As the world was sent reeling by the Coronavirus pandemic in 2020, the private debt market, like all other investment sectors faced what some call its first big test. “The appetite for private debt versus bank financing is a long-term trend which has been amplified by the outbreak of the pandemic. It has been fantastic to be a really nimble, reactive investor in this environment,” outlines Cecile Mayer-Levi, head, private debt at Tikehau Capital.

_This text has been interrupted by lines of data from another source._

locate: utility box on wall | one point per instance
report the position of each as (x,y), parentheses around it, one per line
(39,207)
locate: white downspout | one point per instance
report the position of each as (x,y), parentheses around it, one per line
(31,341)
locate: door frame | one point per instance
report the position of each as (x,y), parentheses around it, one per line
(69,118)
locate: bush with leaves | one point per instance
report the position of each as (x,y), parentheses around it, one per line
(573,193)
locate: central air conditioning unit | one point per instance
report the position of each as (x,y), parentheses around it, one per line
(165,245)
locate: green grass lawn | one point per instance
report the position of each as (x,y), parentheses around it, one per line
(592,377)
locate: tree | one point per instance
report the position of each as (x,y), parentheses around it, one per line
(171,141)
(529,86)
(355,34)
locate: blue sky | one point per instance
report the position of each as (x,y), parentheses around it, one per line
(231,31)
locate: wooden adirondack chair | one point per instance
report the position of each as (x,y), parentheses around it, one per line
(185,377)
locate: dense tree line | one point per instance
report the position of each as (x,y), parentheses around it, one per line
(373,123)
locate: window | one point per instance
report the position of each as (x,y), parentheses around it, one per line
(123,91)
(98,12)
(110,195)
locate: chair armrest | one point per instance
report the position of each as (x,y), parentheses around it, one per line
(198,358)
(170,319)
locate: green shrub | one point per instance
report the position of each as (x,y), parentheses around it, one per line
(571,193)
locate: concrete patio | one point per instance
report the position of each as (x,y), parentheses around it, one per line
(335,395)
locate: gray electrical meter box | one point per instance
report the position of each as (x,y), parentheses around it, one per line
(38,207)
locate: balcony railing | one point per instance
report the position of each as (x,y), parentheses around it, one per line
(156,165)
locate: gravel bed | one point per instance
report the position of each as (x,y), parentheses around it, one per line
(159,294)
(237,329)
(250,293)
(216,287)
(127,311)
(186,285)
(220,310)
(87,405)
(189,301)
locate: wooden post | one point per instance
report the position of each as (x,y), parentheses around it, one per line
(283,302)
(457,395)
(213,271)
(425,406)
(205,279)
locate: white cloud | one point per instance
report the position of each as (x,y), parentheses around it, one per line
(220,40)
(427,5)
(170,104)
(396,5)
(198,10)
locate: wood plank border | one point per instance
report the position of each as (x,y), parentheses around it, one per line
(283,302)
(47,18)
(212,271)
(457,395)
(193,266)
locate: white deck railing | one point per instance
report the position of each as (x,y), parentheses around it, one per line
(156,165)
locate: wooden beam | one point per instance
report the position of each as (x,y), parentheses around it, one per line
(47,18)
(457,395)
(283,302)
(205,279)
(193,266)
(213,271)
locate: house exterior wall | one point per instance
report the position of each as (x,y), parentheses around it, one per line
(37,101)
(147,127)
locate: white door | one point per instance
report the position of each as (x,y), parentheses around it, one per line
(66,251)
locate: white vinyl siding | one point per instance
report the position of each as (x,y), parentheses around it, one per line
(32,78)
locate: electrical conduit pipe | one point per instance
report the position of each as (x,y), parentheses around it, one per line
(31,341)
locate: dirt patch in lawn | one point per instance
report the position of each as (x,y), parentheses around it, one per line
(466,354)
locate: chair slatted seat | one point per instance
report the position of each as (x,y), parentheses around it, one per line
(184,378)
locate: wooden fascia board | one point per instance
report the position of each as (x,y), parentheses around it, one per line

She points out that the private debt sector has been very resilient and there have been a considerable number of transactions in the space. Tikehau’s third quarter results stand as testament to this success. The firm saw strong net new money flows of EUR1.5 billion. Added to the EUR1.1 billion generated during the first half of 2020, Tikehau generated EUR2.6 billion in net new money for the first nine months of a very challenging year. The firm attributed the positive results to momentum in private debt, particularly in relation to the initial closing of the group’s fifth generation of direct lending funds.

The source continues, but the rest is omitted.